What the tests prove

TestWhat it pins
test_fill_then_hitThe three outcomes and honest hit/miss accounting — the metric a tenant dashboard graphs
test_lru_evicts_the_coldestRecency refresh works: re-touching adapter 1 saves it; 2 dies. Forget move_to_end and this test is your tripwire (FIFO masquerading as LRU is the classic one-line bug)
test_skewed_traffic_loves_lru80/20 traffic over 16 adapters, 4 slots → >75% hit rate. Skew is the friend of small caches — the same reason CPU caches work — and the reason max_loras=8 serves 100 tenants acceptably if traffic is skewed (lab-03's fleet math gains its load-shape footnote)
test_scheduler_caps_distinct_adapters_per_stepThe admission walk: slots claimed FCFS, reuse free, overflow deferred
test_base_requests_never_consume_slotsNone rides free — mixed base+adapter batches (lab-02's demo) cost slots only for the adapters
test_deferral_is_not_a_barrierA blocked adapter request doesn't stall later admissible ones — contrast with Phase 3 lab-01's head-of-line break for memory.
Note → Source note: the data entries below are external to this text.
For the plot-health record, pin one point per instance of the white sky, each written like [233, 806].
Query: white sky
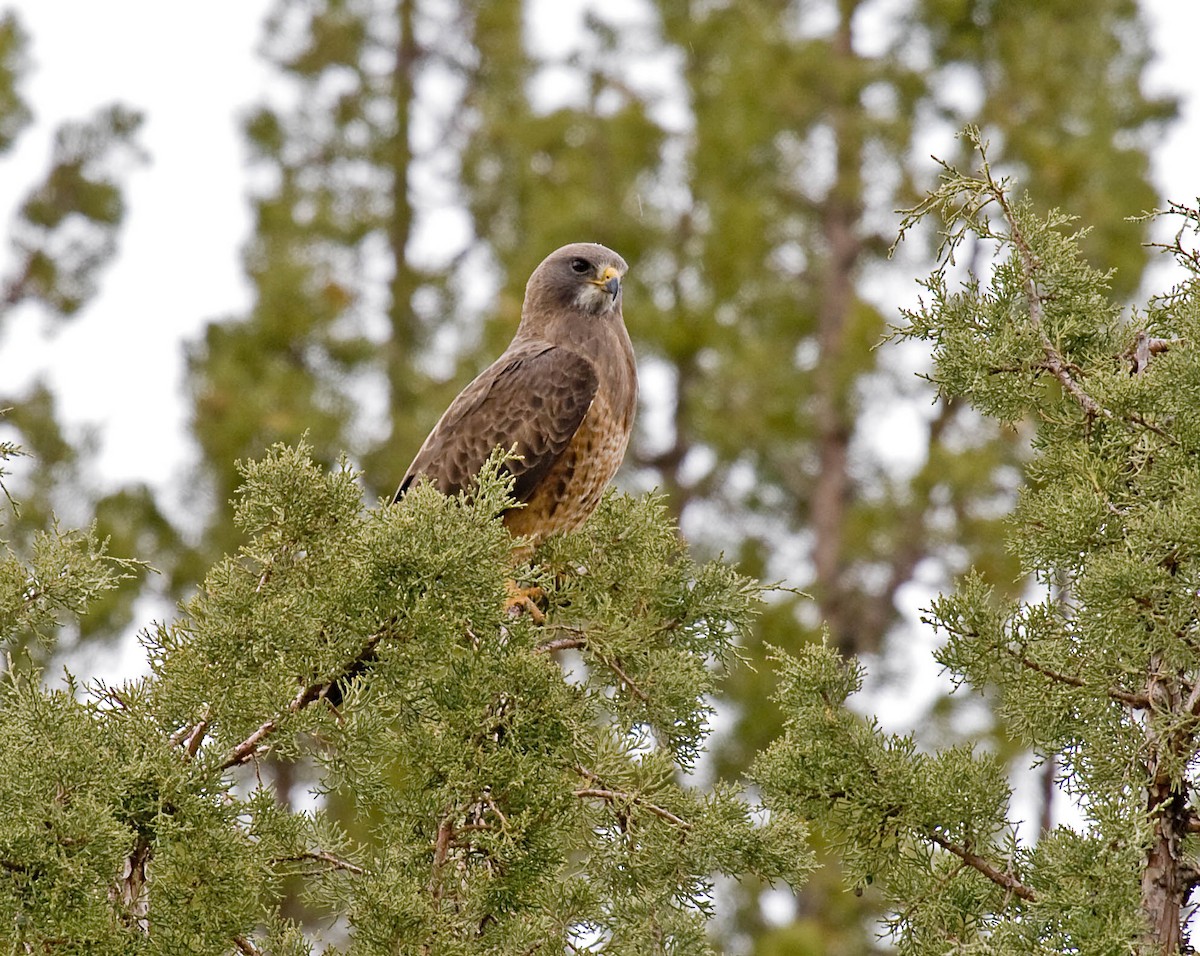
[191, 66]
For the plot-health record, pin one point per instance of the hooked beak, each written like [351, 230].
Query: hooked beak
[610, 281]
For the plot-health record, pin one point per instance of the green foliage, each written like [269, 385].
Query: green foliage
[15, 113]
[513, 785]
[66, 227]
[1092, 669]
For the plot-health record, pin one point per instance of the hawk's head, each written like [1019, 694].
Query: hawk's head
[582, 276]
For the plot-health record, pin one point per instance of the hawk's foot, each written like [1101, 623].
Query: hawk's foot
[525, 600]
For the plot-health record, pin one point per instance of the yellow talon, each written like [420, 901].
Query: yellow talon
[525, 600]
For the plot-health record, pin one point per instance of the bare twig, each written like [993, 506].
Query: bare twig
[249, 747]
[611, 663]
[442, 845]
[601, 792]
[562, 643]
[1055, 361]
[245, 947]
[979, 864]
[335, 863]
[1138, 701]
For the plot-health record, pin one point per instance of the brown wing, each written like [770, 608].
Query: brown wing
[533, 397]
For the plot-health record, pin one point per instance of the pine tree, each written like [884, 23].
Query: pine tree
[1093, 667]
[63, 236]
[520, 781]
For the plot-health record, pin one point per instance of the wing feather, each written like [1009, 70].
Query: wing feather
[533, 397]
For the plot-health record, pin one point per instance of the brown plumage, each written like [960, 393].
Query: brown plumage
[563, 394]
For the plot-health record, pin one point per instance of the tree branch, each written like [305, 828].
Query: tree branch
[1137, 701]
[1055, 362]
[604, 793]
[335, 863]
[979, 864]
[247, 747]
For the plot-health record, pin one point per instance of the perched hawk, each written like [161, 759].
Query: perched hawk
[563, 395]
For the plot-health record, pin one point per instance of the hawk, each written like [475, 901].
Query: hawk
[562, 397]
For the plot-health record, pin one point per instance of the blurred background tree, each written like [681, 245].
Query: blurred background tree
[747, 160]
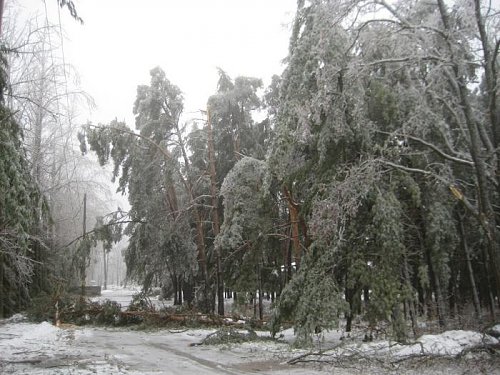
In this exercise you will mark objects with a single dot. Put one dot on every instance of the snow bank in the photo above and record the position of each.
(449, 343)
(18, 337)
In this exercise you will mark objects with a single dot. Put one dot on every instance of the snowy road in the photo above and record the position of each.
(45, 349)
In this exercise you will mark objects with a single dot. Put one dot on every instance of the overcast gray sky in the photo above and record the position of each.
(121, 40)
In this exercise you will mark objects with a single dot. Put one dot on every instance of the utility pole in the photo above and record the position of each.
(215, 213)
(83, 260)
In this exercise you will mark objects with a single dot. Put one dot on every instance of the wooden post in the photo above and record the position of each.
(215, 213)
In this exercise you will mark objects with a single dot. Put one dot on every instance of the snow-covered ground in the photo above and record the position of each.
(28, 348)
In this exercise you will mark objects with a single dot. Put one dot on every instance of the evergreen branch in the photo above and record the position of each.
(97, 229)
(432, 147)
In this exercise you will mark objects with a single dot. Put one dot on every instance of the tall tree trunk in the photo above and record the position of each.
(470, 270)
(487, 217)
(293, 209)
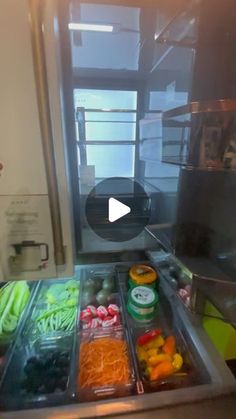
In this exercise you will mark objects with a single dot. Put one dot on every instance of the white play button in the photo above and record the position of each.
(117, 210)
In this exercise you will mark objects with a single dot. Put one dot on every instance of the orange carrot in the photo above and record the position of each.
(103, 362)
Two resources, two deliberately different policies: KV exhaustion stops admission (fairness, deadlock logic); slot exhaustion skips individuals (slots free predictably next step). Policy per resource is a design decision, not a default

Hitchhiker's notes

  • Where this lives upstream: upstream/vllm/lora/models.py (LoRAModelManager / LRUCacheLoRAModelManager — your cache, with host-side tiers) and the scheduler's lora gating (search max_loras in vllm/v1/core/sched/scheduler.py — your max_schedulable walk, inline in the admission loop). The two-tier reality: evicted adapters drop to host RAM (cheap reload), not to disk; "cold start" for a brand-new adapter adds checkpoint loading on top.
  • Thrash arithmetic: at max_loras slots and k > max_loras simultaneously active uniform tenants, every step evicts — hit rate collapses toward max_loras/k, each miss costs a 32 MiB copy, and aggregate throughput cliffs. The fix hierarchy: raise max_loras (costs slot memory — lab-03's reservation), shard tenants across engines by affinity (routing — Phase 15's cousin), or batch tenant traffic in time. Knowing the cliff exists before tenant #9 onboards is this lab's operational payoff.
  • Prefix caching interaction (Phase 2 lab-05's note, now load-bearing): KV computed under adapter X is not valid for adapter Y — the adapter changes the model. The block hash therefore includes the LoRA id; two tenants with identical system prompts share nothing. Multi-tenant capacity planning that assumed prefix-cache savings across tenants is wrong by exactly that assumption.
  • ensure and max_schedulable must agree — the scheduler admits a set of adapters, then the cache loads them; if the admission cap exceeded the slot count, the load would evict an adapter another admitted request needs this same step. The invariant "admitted distinct adapters ≤ slots" is cross-component (scheduler promises, cache relies), the same shape as Phase 3 lab-04's deadlock invariant. When you modify one side upstream, the review question is always "who relies on this bound?"

Going further

  • Add a host tier: evicted adapters go to a (larger) host LRU; ensure returns "hit" / "load-from-host" / "load-from-disk" with costs 0 / 1 / 30. Run the skewed workload and price the tiers — you've rebuilt LRUCacheLoRAModelManager's actual shape and S-LoRA's core argument.
  • Couple the two halves: drive max_schedulable's admitted set into the cache per step and assert the invariant above holds for random traffic — then break the cap (+1) and watch which workloads corrupt. Cross-component invariants deserve cross-component tests.
  • Simulate tenant p99: timestamped requests, miss = +3 steps of latency; compare per-tenant p99 under LRU vs random eviction at various skews. The plot is the argument for LRU — and for affinity routing once skew fades.

References

  • upstream/vllm/lora/models.pyLoRAModelManager and the LRU variant.
  • upstream/vllm/lora/punica_wrapper/ — the slot-indexed kernel buffers your cache fronts.
  • Sheng et al., S-LoRA (2023) — paged adapter memory + the host tier at thousands of adapters: https://arxiv.org/abs/2311.03285
  • Phase 2 lab-05 — the eviction kata's first appearance; Phase 3 lab-01 — the admission kata's; this lab — both, one level up.